Diambil dari : https://aguskrisnoblog.wordpress.com/2011/12/30/penggunaan-bacillus-thuringiensis-


sebagai-biopestisida/

(diakses tanggal 11 Desember 2017)


LAMPIRAN

Pertanyaan :
1. Biopestisida memiliki kekurangan, yaitu harus dilakukan secara berulang-ulang. Dalam
jangka waktu berapa pengulangan dilakukan?
(oleh Ivan Abdillah Kamaruzzaman, 021160015)
2. Bagaimana proses perbanyakan Bacillus thuringiensis?
(oleh Puri Nurul Chasanah, 021160039)
3. Bagaimana cara menguraikan biopestisida?
(oleh Yoan, 021160008)

Jawaban :
1. Biopestisida memiliki kekurangan harus dilakukan secara berulang-ulang karena beberapa
jenis biopestisida (contoh : Bacillus thuringiensis) ketika terkena matahari akan jatuh ke
tanah. Hal ini tentunya akan sedikit mengurangi daya toksik untuk mematikan serangga pada
tanaman. Kurun waktu pengulangan kira-kira 1 minggu.
2. Perbanyakan bakteri Bacillus thuringiensis dalam media cair dapat dilakukan dengan cara
yang mudah dan sederhana. Karena yang diperlukan sebagai bioinsektisida adalah protein
kristalnya, maka diperlukan media yang dapat memicu terbentuknya kristal tersebut. Media
yang mengandung tryptose (media untuk mikrobia) telah diuji cukup efektif untuk memicu
sporulasi B. thuringiensis.
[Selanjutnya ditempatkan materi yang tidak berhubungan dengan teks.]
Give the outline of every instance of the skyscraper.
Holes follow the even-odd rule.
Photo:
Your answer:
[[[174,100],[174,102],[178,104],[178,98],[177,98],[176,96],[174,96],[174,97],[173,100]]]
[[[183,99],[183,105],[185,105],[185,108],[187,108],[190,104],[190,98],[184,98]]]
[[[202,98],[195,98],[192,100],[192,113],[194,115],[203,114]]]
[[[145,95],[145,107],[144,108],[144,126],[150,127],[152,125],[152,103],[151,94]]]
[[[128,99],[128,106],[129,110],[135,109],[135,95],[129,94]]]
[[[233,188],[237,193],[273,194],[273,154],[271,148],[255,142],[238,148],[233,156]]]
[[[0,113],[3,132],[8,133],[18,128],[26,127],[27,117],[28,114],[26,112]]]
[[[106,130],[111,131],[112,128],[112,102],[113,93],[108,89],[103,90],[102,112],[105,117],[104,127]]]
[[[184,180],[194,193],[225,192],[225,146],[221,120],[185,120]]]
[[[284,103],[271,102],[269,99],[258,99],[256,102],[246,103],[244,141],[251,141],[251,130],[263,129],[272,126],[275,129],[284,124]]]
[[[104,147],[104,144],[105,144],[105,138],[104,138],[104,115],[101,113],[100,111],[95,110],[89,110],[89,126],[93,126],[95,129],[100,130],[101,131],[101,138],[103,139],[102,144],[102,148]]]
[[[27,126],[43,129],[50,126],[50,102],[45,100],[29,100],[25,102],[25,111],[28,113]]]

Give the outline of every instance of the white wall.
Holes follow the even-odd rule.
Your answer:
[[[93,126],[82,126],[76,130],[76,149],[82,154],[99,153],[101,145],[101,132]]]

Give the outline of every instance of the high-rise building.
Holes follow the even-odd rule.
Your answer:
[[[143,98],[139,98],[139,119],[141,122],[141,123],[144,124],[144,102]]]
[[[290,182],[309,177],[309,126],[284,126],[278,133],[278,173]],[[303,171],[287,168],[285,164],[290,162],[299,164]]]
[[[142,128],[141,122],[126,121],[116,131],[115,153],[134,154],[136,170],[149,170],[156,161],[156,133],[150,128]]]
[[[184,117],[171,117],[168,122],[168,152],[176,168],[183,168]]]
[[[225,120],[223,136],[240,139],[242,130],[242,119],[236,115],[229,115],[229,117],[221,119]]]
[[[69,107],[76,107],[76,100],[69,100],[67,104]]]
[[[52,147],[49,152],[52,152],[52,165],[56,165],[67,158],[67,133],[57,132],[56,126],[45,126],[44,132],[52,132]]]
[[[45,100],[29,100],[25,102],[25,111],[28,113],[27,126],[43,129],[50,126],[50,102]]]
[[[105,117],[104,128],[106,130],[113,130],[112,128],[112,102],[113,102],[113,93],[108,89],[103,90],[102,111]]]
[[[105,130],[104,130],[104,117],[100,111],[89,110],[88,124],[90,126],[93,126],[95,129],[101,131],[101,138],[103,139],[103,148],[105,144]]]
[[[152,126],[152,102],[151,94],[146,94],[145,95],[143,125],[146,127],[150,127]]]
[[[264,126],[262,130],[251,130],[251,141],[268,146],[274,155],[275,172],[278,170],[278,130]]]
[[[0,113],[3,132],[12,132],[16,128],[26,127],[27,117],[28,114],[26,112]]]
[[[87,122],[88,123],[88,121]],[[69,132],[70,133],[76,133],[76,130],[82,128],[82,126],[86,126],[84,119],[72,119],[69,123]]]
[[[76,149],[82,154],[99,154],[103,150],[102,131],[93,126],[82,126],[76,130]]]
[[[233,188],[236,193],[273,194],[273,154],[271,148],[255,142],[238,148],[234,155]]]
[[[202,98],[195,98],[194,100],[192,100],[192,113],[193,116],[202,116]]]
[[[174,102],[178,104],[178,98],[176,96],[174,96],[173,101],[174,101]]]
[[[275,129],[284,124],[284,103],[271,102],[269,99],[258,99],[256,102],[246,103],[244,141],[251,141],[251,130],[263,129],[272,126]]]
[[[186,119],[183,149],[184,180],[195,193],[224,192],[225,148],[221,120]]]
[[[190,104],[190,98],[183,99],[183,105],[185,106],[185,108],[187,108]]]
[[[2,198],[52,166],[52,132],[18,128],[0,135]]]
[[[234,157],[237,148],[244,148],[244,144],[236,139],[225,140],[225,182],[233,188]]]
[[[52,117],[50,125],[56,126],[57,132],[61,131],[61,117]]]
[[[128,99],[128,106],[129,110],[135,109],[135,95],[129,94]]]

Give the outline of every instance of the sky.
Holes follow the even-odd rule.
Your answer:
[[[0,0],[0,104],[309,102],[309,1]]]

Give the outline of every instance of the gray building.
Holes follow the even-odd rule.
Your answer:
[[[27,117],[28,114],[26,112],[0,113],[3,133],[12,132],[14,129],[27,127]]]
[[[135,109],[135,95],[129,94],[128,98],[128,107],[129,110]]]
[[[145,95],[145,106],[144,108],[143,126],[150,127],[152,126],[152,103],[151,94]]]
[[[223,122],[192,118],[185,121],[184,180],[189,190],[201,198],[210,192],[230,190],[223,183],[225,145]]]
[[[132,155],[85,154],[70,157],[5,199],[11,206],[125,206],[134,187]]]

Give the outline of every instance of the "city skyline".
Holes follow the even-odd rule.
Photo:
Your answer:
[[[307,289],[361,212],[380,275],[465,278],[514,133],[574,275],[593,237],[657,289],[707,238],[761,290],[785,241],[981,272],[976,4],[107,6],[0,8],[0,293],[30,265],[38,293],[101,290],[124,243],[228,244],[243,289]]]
Dalam 2–5 hari B. thuringiensis akan bersporulasi dalam media ini
dengan pengocokan pada suhu 30°C. Perbanyakan B. thuringiensis ini dapat pula dilakukan
dalam skala yang lebih besar dengan fermentor.
3. Cara menguraikan biopestisida dengan cara mengkombinasi antara proses adsorpsi atau
desorpsi dengan menggunakan karbofuran dalam bentuk cair, pelindian atau difusi,
penguapan dan degradasi dalam waktu yang beraneka ragam.